The majority further state that what the Patent Office has done in other cases is not material here. It is material to the extent that it shows the utter confusion which prevails in the Patent Office on the question and the necessity for some guiding influence to be afforded.
I am sure the majority's suggestion as to the effect of the "Dual Prosecution" procedure in the Patent Office does not square with the views of the officials of the Patent Office, or of the bar, either.
Under the "Dual Prosecution" procedure, since both classes of claims are often passed upon at the same time by different examiners, the situation presented by this case does not arise. So again I point out that the "Dual Prosecution" procedure has helped to a great extent, notwithstanding what the majority say about it.

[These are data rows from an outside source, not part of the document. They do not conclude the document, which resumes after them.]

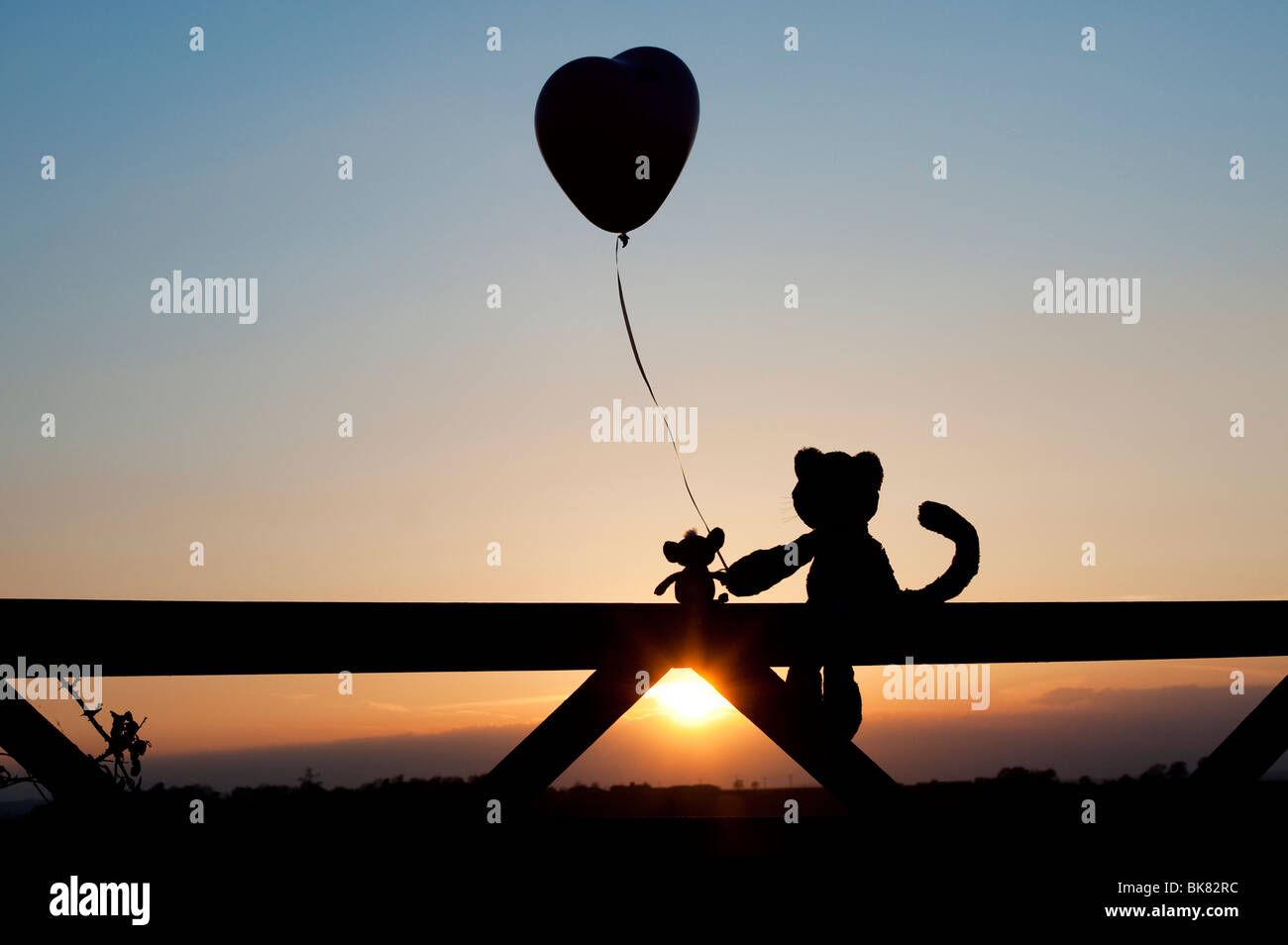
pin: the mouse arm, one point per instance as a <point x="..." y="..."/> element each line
<point x="763" y="570"/>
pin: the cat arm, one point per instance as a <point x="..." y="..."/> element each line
<point x="763" y="570"/>
<point x="965" y="564"/>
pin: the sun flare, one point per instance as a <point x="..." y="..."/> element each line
<point x="688" y="698"/>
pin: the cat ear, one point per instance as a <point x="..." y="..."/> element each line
<point x="868" y="471"/>
<point x="806" y="460"/>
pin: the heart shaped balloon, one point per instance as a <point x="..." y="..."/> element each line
<point x="597" y="117"/>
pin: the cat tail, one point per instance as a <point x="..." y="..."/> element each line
<point x="965" y="564"/>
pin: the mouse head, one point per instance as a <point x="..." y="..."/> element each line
<point x="694" y="550"/>
<point x="836" y="489"/>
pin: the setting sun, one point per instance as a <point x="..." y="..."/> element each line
<point x="688" y="696"/>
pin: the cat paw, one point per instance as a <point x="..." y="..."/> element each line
<point x="941" y="519"/>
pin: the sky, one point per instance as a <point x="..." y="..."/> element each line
<point x="472" y="425"/>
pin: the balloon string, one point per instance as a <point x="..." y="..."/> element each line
<point x="617" y="244"/>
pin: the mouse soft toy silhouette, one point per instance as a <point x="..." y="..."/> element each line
<point x="695" y="584"/>
<point x="850" y="578"/>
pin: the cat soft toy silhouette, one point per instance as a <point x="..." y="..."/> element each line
<point x="850" y="577"/>
<point x="695" y="584"/>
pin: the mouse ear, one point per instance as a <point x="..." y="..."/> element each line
<point x="868" y="469"/>
<point x="806" y="460"/>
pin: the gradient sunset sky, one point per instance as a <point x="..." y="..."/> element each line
<point x="472" y="424"/>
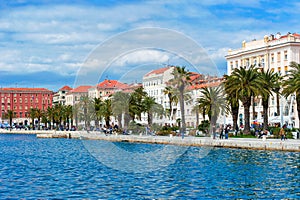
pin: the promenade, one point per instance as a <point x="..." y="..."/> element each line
<point x="241" y="143"/>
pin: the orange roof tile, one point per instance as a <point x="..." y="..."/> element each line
<point x="26" y="89"/>
<point x="65" y="88"/>
<point x="158" y="71"/>
<point x="81" y="89"/>
<point x="111" y="84"/>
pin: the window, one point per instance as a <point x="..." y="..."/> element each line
<point x="285" y="69"/>
<point x="263" y="62"/>
<point x="285" y="55"/>
<point x="272" y="57"/>
<point x="278" y="56"/>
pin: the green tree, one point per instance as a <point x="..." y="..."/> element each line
<point x="181" y="81"/>
<point x="84" y="104"/>
<point x="243" y="84"/>
<point x="50" y="116"/>
<point x="106" y="110"/>
<point x="136" y="107"/>
<point x="212" y="98"/>
<point x="271" y="83"/>
<point x="10" y="116"/>
<point x="32" y="114"/>
<point x="98" y="114"/>
<point x="68" y="113"/>
<point x="291" y="84"/>
<point x="151" y="107"/>
<point x="120" y="107"/>
<point x="173" y="100"/>
<point x="232" y="100"/>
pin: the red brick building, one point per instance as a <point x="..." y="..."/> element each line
<point x="20" y="100"/>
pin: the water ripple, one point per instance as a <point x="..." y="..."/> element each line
<point x="64" y="169"/>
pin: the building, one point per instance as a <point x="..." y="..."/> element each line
<point x="21" y="100"/>
<point x="60" y="96"/>
<point x="154" y="83"/>
<point x="274" y="53"/>
<point x="106" y="88"/>
<point x="73" y="96"/>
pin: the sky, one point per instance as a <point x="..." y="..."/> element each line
<point x="50" y="43"/>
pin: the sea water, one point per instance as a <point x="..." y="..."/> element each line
<point x="65" y="168"/>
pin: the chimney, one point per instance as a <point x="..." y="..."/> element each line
<point x="278" y="35"/>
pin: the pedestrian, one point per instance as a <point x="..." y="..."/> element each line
<point x="214" y="132"/>
<point x="282" y="133"/>
<point x="227" y="131"/>
<point x="222" y="132"/>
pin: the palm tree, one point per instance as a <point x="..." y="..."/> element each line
<point x="270" y="81"/>
<point x="212" y="98"/>
<point x="106" y="110"/>
<point x="68" y="111"/>
<point x="291" y="84"/>
<point x="243" y="84"/>
<point x="38" y="115"/>
<point x="50" y="115"/>
<point x="84" y="104"/>
<point x="32" y="114"/>
<point x="180" y="82"/>
<point x="120" y="107"/>
<point x="98" y="114"/>
<point x="10" y="116"/>
<point x="151" y="107"/>
<point x="232" y="100"/>
<point x="169" y="91"/>
<point x="136" y="107"/>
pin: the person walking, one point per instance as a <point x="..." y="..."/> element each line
<point x="222" y="132"/>
<point x="282" y="132"/>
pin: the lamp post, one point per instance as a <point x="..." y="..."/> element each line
<point x="281" y="111"/>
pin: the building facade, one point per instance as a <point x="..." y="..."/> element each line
<point x="274" y="52"/>
<point x="60" y="96"/>
<point x="21" y="100"/>
<point x="106" y="88"/>
<point x="73" y="96"/>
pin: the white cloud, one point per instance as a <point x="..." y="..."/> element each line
<point x="143" y="56"/>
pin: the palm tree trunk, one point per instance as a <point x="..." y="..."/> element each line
<point x="120" y="120"/>
<point x="298" y="103"/>
<point x="197" y="117"/>
<point x="277" y="104"/>
<point x="183" y="125"/>
<point x="246" y="105"/>
<point x="235" y="113"/>
<point x="253" y="108"/>
<point x="265" y="103"/>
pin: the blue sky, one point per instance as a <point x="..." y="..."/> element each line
<point x="45" y="43"/>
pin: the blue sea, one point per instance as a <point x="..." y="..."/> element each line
<point x="32" y="168"/>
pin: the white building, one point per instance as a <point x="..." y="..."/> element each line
<point x="154" y="83"/>
<point x="73" y="96"/>
<point x="274" y="53"/>
<point x="60" y="96"/>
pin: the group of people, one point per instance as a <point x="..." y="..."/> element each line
<point x="222" y="131"/>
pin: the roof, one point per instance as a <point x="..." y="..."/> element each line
<point x="81" y="89"/>
<point x="24" y="90"/>
<point x="158" y="71"/>
<point x="111" y="84"/>
<point x="65" y="88"/>
<point x="211" y="84"/>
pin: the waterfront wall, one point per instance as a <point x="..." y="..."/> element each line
<point x="241" y="143"/>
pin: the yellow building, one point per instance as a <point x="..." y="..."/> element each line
<point x="274" y="52"/>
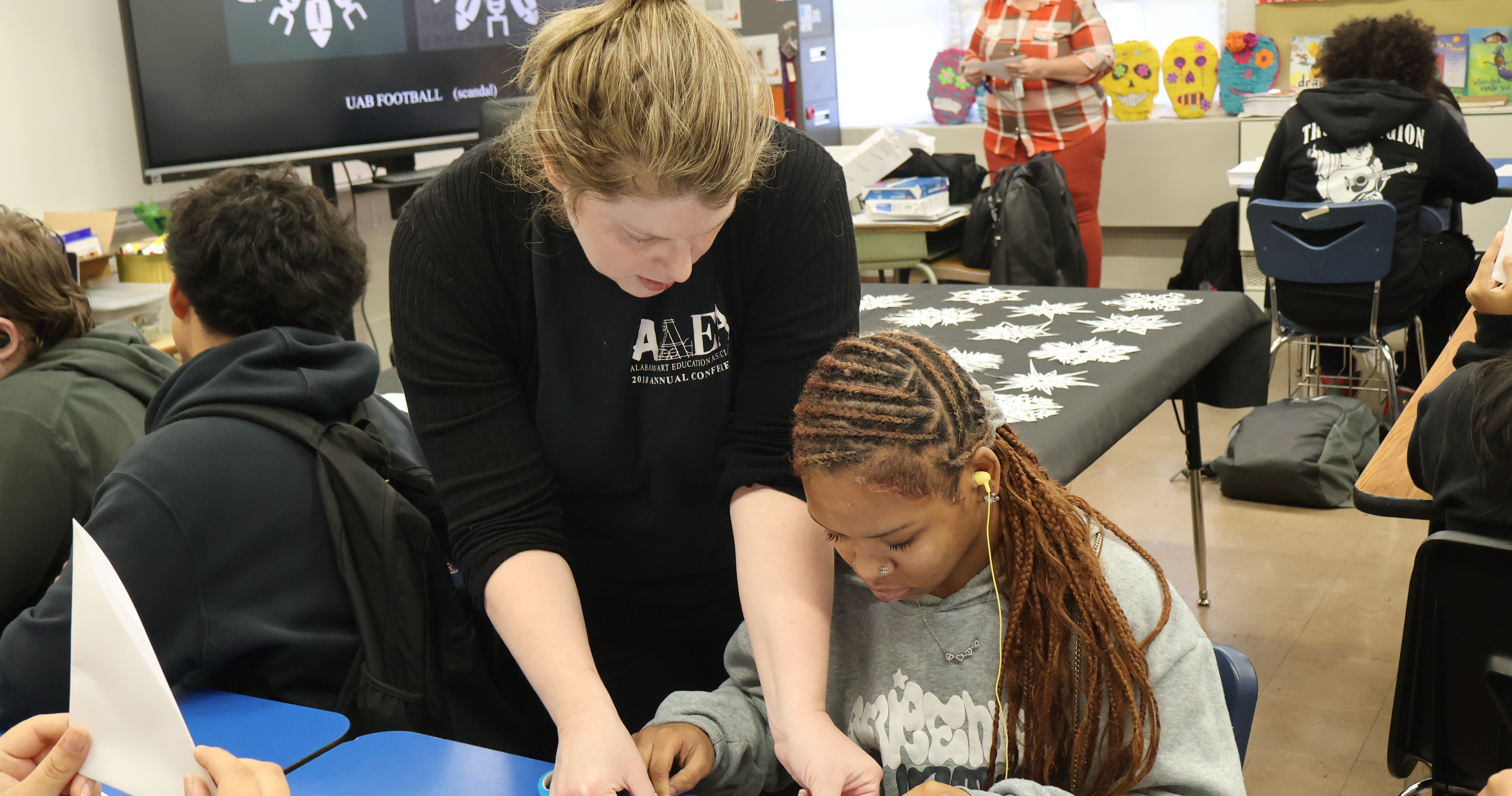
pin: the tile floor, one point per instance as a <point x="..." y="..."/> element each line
<point x="1313" y="597"/>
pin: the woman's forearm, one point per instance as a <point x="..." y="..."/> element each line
<point x="787" y="579"/>
<point x="533" y="603"/>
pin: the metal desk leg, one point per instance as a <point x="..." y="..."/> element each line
<point x="1192" y="432"/>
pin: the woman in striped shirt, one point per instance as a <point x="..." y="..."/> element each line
<point x="1055" y="102"/>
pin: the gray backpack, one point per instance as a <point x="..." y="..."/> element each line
<point x="1300" y="452"/>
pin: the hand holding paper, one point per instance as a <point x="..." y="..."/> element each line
<point x="117" y="689"/>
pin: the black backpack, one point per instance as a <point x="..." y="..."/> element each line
<point x="1024" y="229"/>
<point x="429" y="662"/>
<point x="962" y="170"/>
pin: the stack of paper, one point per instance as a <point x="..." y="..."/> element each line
<point x="138" y="741"/>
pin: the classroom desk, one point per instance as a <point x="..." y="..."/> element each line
<point x="1218" y="355"/>
<point x="1386" y="488"/>
<point x="414" y="765"/>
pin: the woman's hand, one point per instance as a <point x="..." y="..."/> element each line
<point x="825" y="762"/>
<point x="42" y="757"/>
<point x="1487" y="294"/>
<point x="598" y="757"/>
<point x="235" y="777"/>
<point x="677" y="744"/>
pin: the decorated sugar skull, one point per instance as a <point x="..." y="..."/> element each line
<point x="1192" y="75"/>
<point x="1248" y="66"/>
<point x="1135" y="79"/>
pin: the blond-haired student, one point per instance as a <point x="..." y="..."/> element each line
<point x="603" y="323"/>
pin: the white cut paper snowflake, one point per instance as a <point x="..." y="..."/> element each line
<point x="1135" y="325"/>
<point x="987" y="296"/>
<point x="1171" y="302"/>
<point x="1012" y="332"/>
<point x="976" y="361"/>
<point x="1047" y="309"/>
<point x="885" y="302"/>
<point x="1079" y="353"/>
<point x="1020" y="408"/>
<point x="931" y="317"/>
<point x="1046" y="382"/>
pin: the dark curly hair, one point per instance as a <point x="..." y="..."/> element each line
<point x="1398" y="49"/>
<point x="259" y="249"/>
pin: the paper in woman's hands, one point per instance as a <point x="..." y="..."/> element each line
<point x="138" y="741"/>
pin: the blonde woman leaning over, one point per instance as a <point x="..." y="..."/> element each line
<point x="603" y="323"/>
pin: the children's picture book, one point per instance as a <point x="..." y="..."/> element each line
<point x="1489" y="69"/>
<point x="1306" y="63"/>
<point x="1451" y="51"/>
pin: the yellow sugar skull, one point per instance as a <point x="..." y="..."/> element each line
<point x="1192" y="75"/>
<point x="1135" y="81"/>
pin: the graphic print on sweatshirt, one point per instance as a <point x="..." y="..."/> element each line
<point x="1357" y="175"/>
<point x="917" y="736"/>
<point x="674" y="352"/>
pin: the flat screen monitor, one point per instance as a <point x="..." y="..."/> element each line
<point x="240" y="82"/>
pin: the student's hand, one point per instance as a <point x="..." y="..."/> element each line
<point x="677" y="744"/>
<point x="825" y="762"/>
<point x="235" y="777"/>
<point x="940" y="789"/>
<point x="42" y="757"/>
<point x="1486" y="294"/>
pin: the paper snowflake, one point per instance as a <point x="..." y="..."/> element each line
<point x="1135" y="325"/>
<point x="931" y="317"/>
<point x="1012" y="332"/>
<point x="1046" y="382"/>
<point x="1171" y="302"/>
<point x="885" y="302"/>
<point x="1047" y="309"/>
<point x="987" y="296"/>
<point x="1077" y="353"/>
<point x="976" y="361"/>
<point x="1027" y="408"/>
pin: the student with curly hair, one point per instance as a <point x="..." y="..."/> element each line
<point x="215" y="524"/>
<point x="72" y="402"/>
<point x="970" y="588"/>
<point x="1374" y="132"/>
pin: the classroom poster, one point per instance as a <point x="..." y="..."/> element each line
<point x="1451" y="51"/>
<point x="1306" y="63"/>
<point x="1487" y="69"/>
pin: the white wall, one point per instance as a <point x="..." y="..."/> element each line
<point x="67" y="134"/>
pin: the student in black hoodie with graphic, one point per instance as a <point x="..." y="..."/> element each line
<point x="1374" y="132"/>
<point x="215" y="524"/>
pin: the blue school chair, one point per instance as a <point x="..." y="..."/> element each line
<point x="1362" y="255"/>
<point x="1241" y="692"/>
<point x="1454" y="700"/>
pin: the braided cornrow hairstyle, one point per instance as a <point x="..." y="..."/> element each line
<point x="900" y="414"/>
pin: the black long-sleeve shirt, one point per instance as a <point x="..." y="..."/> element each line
<point x="562" y="414"/>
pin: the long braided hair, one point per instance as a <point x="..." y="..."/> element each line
<point x="900" y="414"/>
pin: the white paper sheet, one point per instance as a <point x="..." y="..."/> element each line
<point x="138" y="741"/>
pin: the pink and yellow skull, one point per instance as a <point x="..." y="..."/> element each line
<point x="1135" y="81"/>
<point x="1192" y="75"/>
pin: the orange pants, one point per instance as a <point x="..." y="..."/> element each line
<point x="1083" y="164"/>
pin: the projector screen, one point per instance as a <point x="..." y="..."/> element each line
<point x="226" y="82"/>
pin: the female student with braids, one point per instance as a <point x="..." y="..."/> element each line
<point x="967" y="579"/>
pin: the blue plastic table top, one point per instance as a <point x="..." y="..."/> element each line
<point x="414" y="765"/>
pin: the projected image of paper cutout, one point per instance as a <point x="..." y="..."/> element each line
<point x="138" y="741"/>
<point x="1012" y="332"/>
<point x="932" y="317"/>
<point x="885" y="302"/>
<point x="987" y="296"/>
<point x="976" y="361"/>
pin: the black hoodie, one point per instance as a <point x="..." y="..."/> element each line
<point x="1369" y="140"/>
<point x="217" y="530"/>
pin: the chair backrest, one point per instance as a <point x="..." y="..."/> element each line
<point x="1241" y="692"/>
<point x="1360" y="255"/>
<point x="1452" y="672"/>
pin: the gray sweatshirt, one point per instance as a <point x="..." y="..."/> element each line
<point x="894" y="694"/>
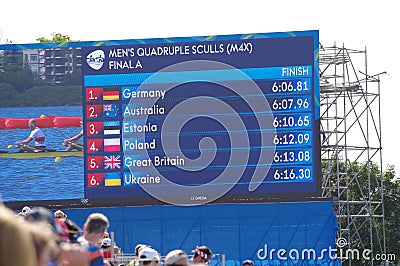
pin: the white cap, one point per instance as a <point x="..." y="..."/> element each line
<point x="106" y="242"/>
<point x="148" y="253"/>
<point x="175" y="255"/>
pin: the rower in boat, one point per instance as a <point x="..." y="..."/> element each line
<point x="72" y="143"/>
<point x="36" y="135"/>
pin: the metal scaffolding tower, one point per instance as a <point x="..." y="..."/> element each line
<point x="351" y="148"/>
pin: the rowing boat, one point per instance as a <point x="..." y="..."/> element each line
<point x="33" y="155"/>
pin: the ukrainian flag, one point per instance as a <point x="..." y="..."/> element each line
<point x="112" y="179"/>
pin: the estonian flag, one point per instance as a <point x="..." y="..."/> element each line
<point x="111" y="94"/>
<point x="110" y="110"/>
<point x="112" y="145"/>
<point x="112" y="128"/>
<point x="112" y="179"/>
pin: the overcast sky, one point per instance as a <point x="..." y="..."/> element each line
<point x="352" y="23"/>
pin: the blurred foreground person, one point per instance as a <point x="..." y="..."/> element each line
<point x="17" y="248"/>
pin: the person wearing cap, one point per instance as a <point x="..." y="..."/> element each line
<point x="60" y="215"/>
<point x="248" y="263"/>
<point x="25" y="210"/>
<point x="176" y="257"/>
<point x="106" y="248"/>
<point x="202" y="255"/>
<point x="93" y="231"/>
<point x="149" y="256"/>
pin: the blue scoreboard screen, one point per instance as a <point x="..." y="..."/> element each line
<point x="199" y="120"/>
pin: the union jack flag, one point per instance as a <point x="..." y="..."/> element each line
<point x="112" y="162"/>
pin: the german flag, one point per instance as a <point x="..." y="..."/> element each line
<point x="111" y="93"/>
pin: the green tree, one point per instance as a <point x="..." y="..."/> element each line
<point x="366" y="181"/>
<point x="56" y="37"/>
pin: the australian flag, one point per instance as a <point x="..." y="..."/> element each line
<point x="110" y="110"/>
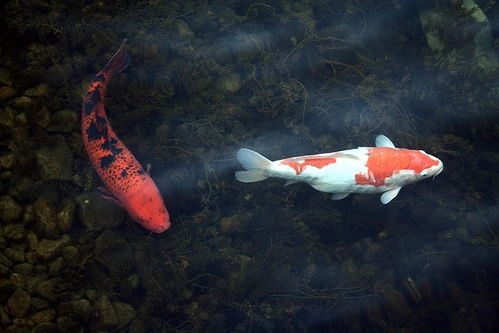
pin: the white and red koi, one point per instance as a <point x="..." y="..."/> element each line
<point x="381" y="169"/>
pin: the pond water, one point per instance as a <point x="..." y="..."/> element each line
<point x="283" y="78"/>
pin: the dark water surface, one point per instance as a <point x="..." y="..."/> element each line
<point x="284" y="78"/>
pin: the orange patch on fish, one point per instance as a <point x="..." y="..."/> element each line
<point x="383" y="163"/>
<point x="300" y="163"/>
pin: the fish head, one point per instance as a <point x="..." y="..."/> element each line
<point x="431" y="166"/>
<point x="147" y="208"/>
<point x="424" y="165"/>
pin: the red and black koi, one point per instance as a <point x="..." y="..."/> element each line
<point x="126" y="181"/>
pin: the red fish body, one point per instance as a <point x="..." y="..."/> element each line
<point x="125" y="179"/>
<point x="381" y="169"/>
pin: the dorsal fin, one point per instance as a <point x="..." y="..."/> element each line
<point x="383" y="141"/>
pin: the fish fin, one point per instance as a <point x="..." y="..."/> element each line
<point x="383" y="141"/>
<point x="119" y="61"/>
<point x="251" y="160"/>
<point x="389" y="195"/>
<point x="250" y="176"/>
<point x="107" y="195"/>
<point x="349" y="156"/>
<point x="339" y="196"/>
<point x="254" y="163"/>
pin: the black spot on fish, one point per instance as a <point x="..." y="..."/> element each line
<point x="106" y="161"/>
<point x="90" y="100"/>
<point x="93" y="132"/>
<point x="101" y="121"/>
<point x="111" y="146"/>
<point x="99" y="78"/>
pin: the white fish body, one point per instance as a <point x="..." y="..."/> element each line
<point x="381" y="169"/>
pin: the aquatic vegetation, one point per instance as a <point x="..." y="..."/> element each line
<point x="280" y="77"/>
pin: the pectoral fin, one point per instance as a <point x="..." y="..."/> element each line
<point x="389" y="195"/>
<point x="339" y="196"/>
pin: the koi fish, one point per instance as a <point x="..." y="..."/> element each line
<point x="381" y="169"/>
<point x="126" y="182"/>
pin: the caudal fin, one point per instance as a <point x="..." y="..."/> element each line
<point x="255" y="165"/>
<point x="118" y="62"/>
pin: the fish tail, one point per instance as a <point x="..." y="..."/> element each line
<point x="255" y="165"/>
<point x="118" y="62"/>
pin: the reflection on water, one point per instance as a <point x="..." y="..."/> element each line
<point x="285" y="79"/>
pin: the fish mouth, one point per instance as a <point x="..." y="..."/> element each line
<point x="440" y="170"/>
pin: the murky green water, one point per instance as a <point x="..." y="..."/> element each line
<point x="283" y="78"/>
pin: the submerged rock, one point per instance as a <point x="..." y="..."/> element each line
<point x="50" y="289"/>
<point x="7" y="92"/>
<point x="10" y="210"/>
<point x="19" y="303"/>
<point x="106" y="313"/>
<point x="125" y="312"/>
<point x="48" y="249"/>
<point x="23" y="103"/>
<point x="41" y="90"/>
<point x="55" y="161"/>
<point x="96" y="213"/>
<point x="15" y="231"/>
<point x="63" y="121"/>
<point x="43" y="316"/>
<point x="46" y="218"/>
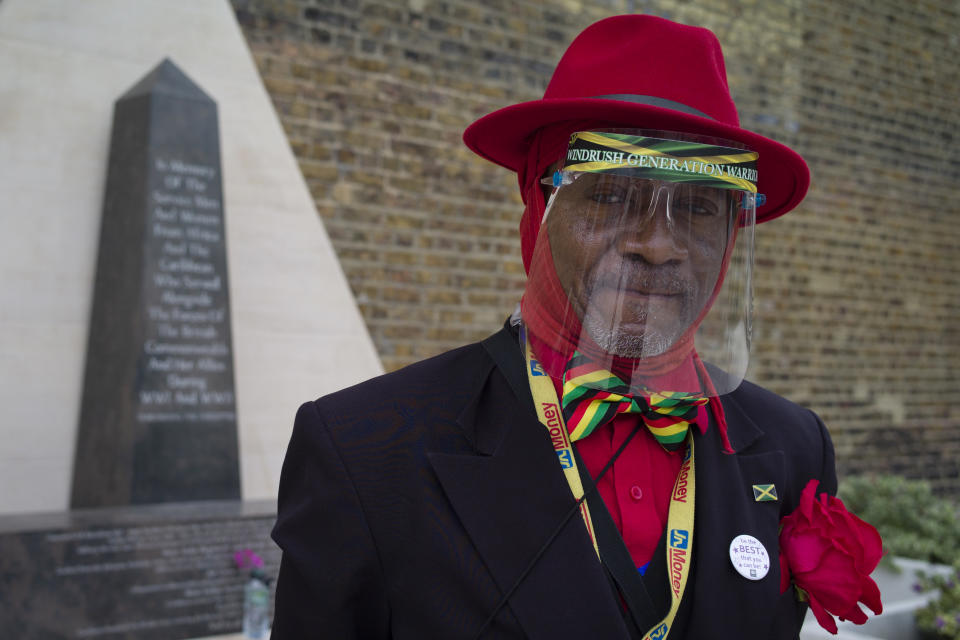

Increasing the revenues by obtaining more fees by requiring division (even where the same examiner passes on both classes of claims) obviously is the controlling influence in many divisional cases. The majority say that this matter has no bearing on the issues in this case. The motive for, and effect of, a Patent Office practice not authorized by statute and which should be outlawed is always a material matter for consideration, and the majority opinion is departing from the views of the Supreme Court when it arrives at such a conclusion, because the Supreme Court and other courts have taken cognizance of the fact that the desire for increasing the revenues was not sufficient justification for making an invalid rule. Hogg v. Emerson, supra.
Where two inventions are so closely related that separate considerations in separate applications bring about the results I have mentioned hereinbefore, it not only shows that the inventions are dependent and related, but it shows that the inventor's statutory rights are being thwarted when he is denied the right to include claims for both in the same application.
I think it is the duty of this court, regardless of what we have said or what other courts have said, and regardless of the confused state of the law on the question, to say that in cases like that at bar requirement for division is improper.
In my judgment, the decision of the board affirming the examiner's rejection of the appealed claims on the ground of misjoinder should be reversed.